While Facebook (FB) chief Mark Zuckerberg has every right to think he has done his bit by plugging the social media platform’s security loopholes during the midterm polls, he may find it difficult to defend the decision not to testify before the UK parliament about data privacy issues.
Zuckerberg has been under pressure from the Irish, Argentine and Australian authorities also to attend the meeting to be held in London by month-end and answer questions related to the alleged misuse of user data and dissemination of fake news on the platform.
Responding to a directive by the British and Canadian regulators to attend the ‘special hearing,’ the company Wednesday turned down the demand but offered to work with the concerned committee and make the required information available.

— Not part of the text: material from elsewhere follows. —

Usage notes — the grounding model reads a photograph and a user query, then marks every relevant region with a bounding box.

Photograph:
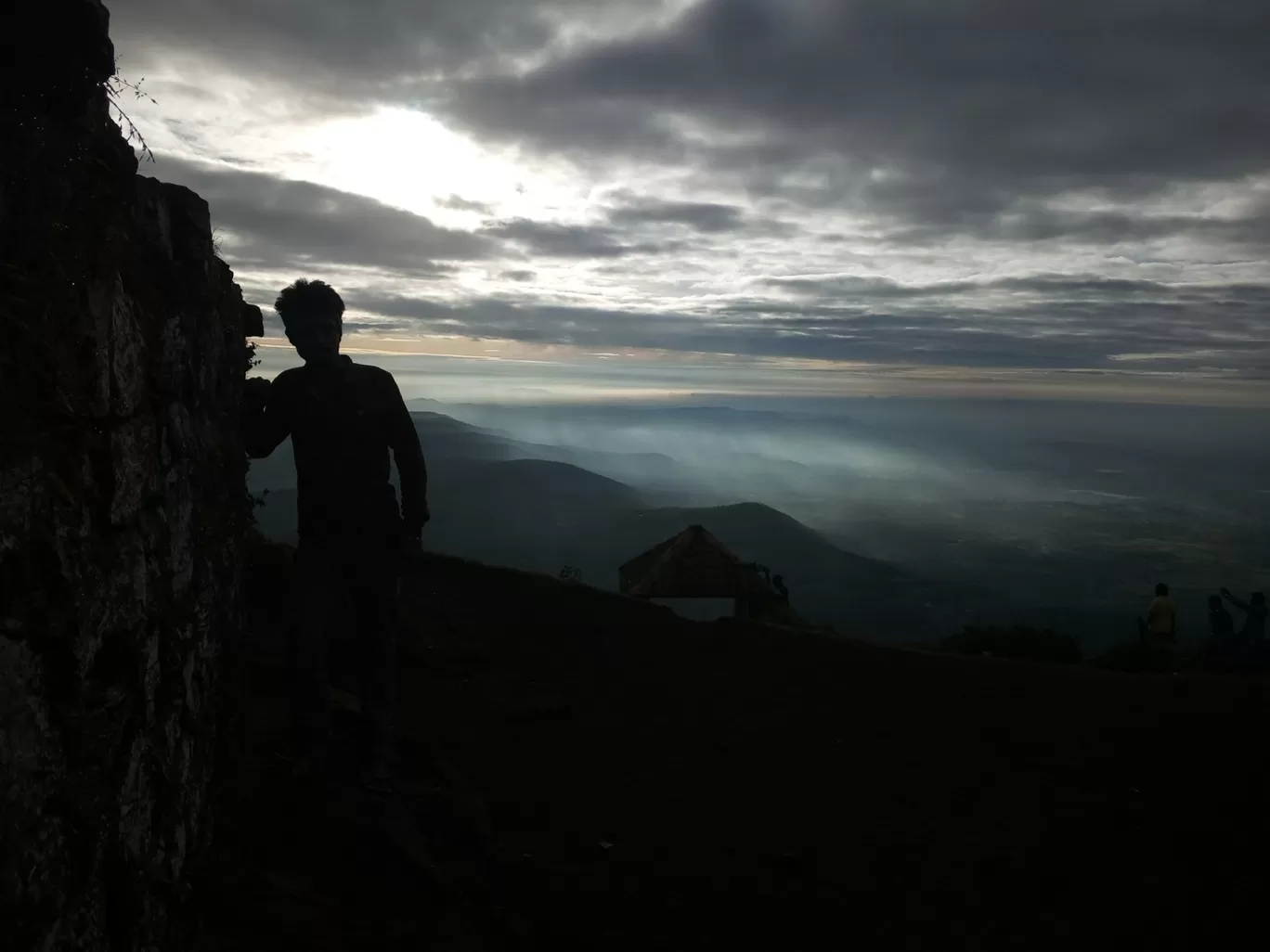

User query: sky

Zuckerberg has been under pressure from the Irish, Argentine and Australian authorities also to attend the meeting to be held in London
The lawmakers, meanwhile, raised concerns over Zuckerberg not giving the several millions of Facebook users in their countries ‘the same line of accountability’ as he did in the US and EU, by presenting himself before the regulatory agencies and answering their questions.
Meanwhile, the company said it thwarted attempts by certain Russia-based entities to interfere with the mid-term election, by misusing the Facebook platform. As part of the crackdown, several malicious Facebook pages were blocked this week, including those run by Russia’s Internet Research Agency (IRA). A few months ago, Facebook had removed about 270 fake accounts operated by the IRA.
According to a statement from the company, the action was taken based on an intelligence tip-off that Russian hackers had targeted the website and media-sharing platform Instagram to influence voters during the midterm election.
In an indication that the company continues its effort to enhance user experience, even while tackling operational challenges, Facebook Wednesday announced a new feature for its messaging app that allows users to delete messages after posting them. Once the new feature is incorporated into the app, users will be able to take back their messages within 10 minutes of sending them.
For Facebook, 2018 was both the best and worst year, when its stock hit a record high but witnessed some of the worst selloffs also. The stock, which plunged about 19% since the beginning of the year, traded higher during Wednesday’s regular session.